Mon histoire (banale):

Un samedi matin, à Neuchâtel. Je reviens d'une virée à Bienne avec un ami amateur de montres. Sur place comme en voiture, on a discuté de beaucoup de choses... entre autres de montres Swatch et Omega (et Omega-Swatch 😉). Arrivé chez moi, à peine après avoir fermé la porte de mon appartement, j'ouvre mon application Facebook (parce que je suis accro). Et qu'est-ce que je vois? La pub d'une montre Swatch pour filles absolument ignoble qu'on a commentée une heure plus tôt devant une vitrine. Or, je me souviens avec certitude que mon téléphone était en veille dans ma poche quand on a parlé de cet objet. Depuis, la pub est revenue à de nombreuses reprises sur mon fil Facebook. Alors: une coïncidence?

J'ai d'abord été conforté dans ma suspicion en découvrant sur le NET l'expérience de Sam Nichols pour le média VICE:

«Il y a deux, trois ans, une chose étrange m’est arrivée. J’étais avec un ami dans un bar, nos téléphones dans nos poches, et on a parlé de nos voyages au Japon [...]. Dès le lendemain, on a tous les deux commencé à voir des publicités de billets d’avion pour Tokyo à bas prix sur Facebook.
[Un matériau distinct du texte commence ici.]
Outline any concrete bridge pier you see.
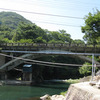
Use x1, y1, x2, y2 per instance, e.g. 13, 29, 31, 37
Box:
0, 72, 7, 80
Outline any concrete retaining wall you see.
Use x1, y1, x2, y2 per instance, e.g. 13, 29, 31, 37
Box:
66, 82, 100, 100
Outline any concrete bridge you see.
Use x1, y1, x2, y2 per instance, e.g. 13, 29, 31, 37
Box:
0, 43, 100, 81
0, 43, 100, 53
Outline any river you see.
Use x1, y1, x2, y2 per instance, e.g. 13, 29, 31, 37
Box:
0, 82, 69, 100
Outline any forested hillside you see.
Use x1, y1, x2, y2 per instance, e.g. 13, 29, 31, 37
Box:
0, 12, 31, 29
0, 12, 84, 43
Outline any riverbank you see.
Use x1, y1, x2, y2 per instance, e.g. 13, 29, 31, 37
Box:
0, 80, 75, 100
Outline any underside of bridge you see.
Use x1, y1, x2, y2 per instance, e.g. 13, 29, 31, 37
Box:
0, 50, 99, 81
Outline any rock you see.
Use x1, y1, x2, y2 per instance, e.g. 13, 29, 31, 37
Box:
40, 94, 51, 100
40, 94, 65, 100
51, 95, 65, 100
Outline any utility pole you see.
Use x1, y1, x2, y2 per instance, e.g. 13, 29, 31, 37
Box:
92, 54, 95, 81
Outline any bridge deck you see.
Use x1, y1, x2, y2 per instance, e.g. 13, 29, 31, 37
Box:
0, 43, 100, 53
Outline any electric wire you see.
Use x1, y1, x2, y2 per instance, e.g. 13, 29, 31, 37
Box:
0, 8, 84, 20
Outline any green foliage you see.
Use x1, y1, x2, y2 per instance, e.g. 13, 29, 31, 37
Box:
79, 62, 92, 76
0, 12, 31, 29
17, 39, 33, 43
81, 10, 100, 44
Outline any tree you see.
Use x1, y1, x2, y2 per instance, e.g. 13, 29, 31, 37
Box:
13, 23, 46, 42
46, 30, 72, 43
81, 10, 100, 44
79, 62, 92, 76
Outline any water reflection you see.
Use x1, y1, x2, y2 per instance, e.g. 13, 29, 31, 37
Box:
21, 97, 41, 100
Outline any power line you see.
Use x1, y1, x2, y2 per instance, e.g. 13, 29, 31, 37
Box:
0, 8, 84, 19
32, 20, 81, 27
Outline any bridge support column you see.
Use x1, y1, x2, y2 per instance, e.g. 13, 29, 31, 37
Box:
0, 72, 7, 80
0, 55, 6, 66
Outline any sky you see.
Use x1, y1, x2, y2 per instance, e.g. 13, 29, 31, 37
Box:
0, 0, 100, 40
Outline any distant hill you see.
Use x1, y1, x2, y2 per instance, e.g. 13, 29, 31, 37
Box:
0, 12, 31, 29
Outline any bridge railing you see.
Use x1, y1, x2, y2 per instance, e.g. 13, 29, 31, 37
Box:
0, 43, 97, 47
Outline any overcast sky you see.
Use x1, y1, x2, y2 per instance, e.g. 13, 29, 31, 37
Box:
0, 0, 100, 39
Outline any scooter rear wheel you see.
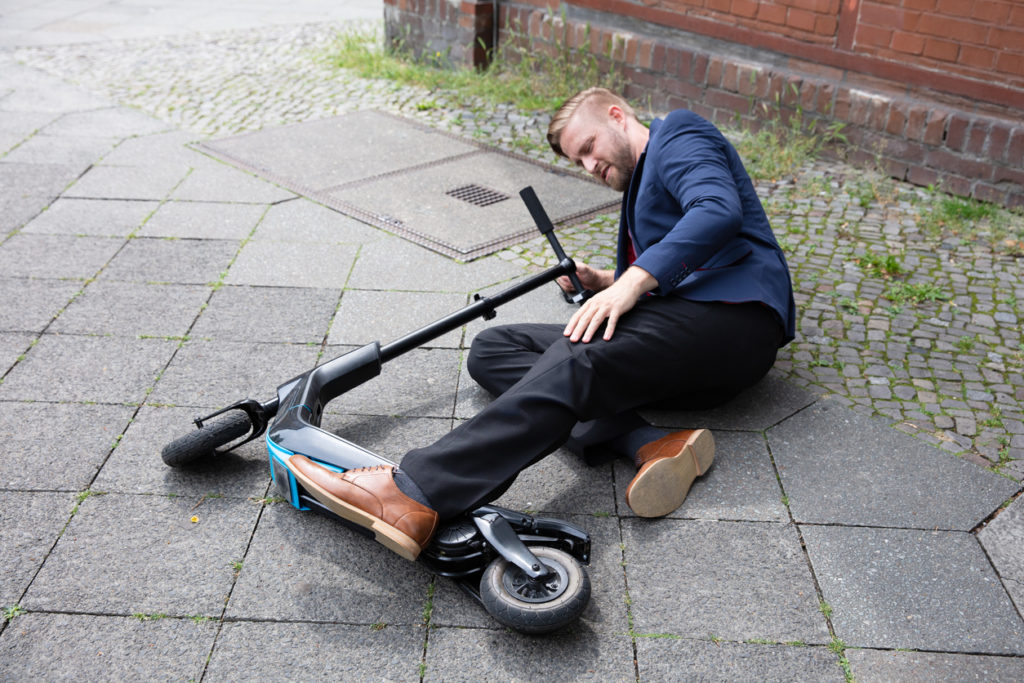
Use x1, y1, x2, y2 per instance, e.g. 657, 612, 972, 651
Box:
160, 411, 252, 467
480, 546, 590, 634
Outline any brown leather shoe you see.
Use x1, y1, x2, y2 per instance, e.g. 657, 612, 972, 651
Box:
288, 455, 437, 560
626, 429, 715, 517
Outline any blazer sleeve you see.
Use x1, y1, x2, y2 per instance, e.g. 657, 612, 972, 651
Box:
635, 116, 742, 294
J'ai [alors] décidé de faire une petite expérience. Deux fois par jour pendant cinq jours, j’ai essayé de prononcer des phrases qui pouvaient théoriquement être des déclencheurs. Des phrases comme "Je pense à retourner à l’université" ou" J’ai besoin de chandails pas chers pour le travail". Ensuite, j’ai porté une attention particulière aux publications commanditées sur Facebook [...]. On m’annonçait des cours dans diverses universités, des marques m’offraient des vêtements abordables.»

Disons-le tout de suite, oui, «nos smartphones nous écoutent». Même quand aucune application n'est ouverte. Mais spécifions-le aussi d'emblée: c'est un peu plus compliqué que ça, en vérité. D'où les guillemets. C'est ce que j'ai pu constater en faisant ma revue de presse depuis cette affaire qui m'a troublée. Toute une série d'éléments techniques et juridiques entre en compte.

Les assistants vocaux attendent notre signal

L'existence même des assistants vocaux suffit à prouver que nos téléphones nous écoutent en permanence. C'est tout à fait logique et transparent: puisque nous pouvons solliciter les services de Siri, Alexa ou encore OK Google en les appelant («Dis, Siri», «Alexa», «OK»...), ceux-ci attendent notre signal. Pour pouvoir savoir si nous disons les mots magiques, ils doivent avoir des oreilles: les micros de nos appareils. Les mêmes qui servent à nos appels téléphoniques.

Mathieu Cunche, enseignant-chercheur à l'Insa-Lyon et l'Inria, spécialisé dans la protection des données personnelles, l'a confirmé au journal Les Echos. Mais ce qui est plus flou pour cet expert, c'est ce qu'on appelle les «faux positifs»: les mots que nos micros interprètent, à tort, comme étant «Dis Siri» ou «Alexa» (parce que ce sont des sons proches) et qui déclenchent l'enregistrement. Et il y en aurait beaucoup. En ce qui me concerne, il m'arrive par exemple d'évoquer la Syrie, une scierie et l'absurde phrase «Dis, Siri» en disant que je ne la dis jamais.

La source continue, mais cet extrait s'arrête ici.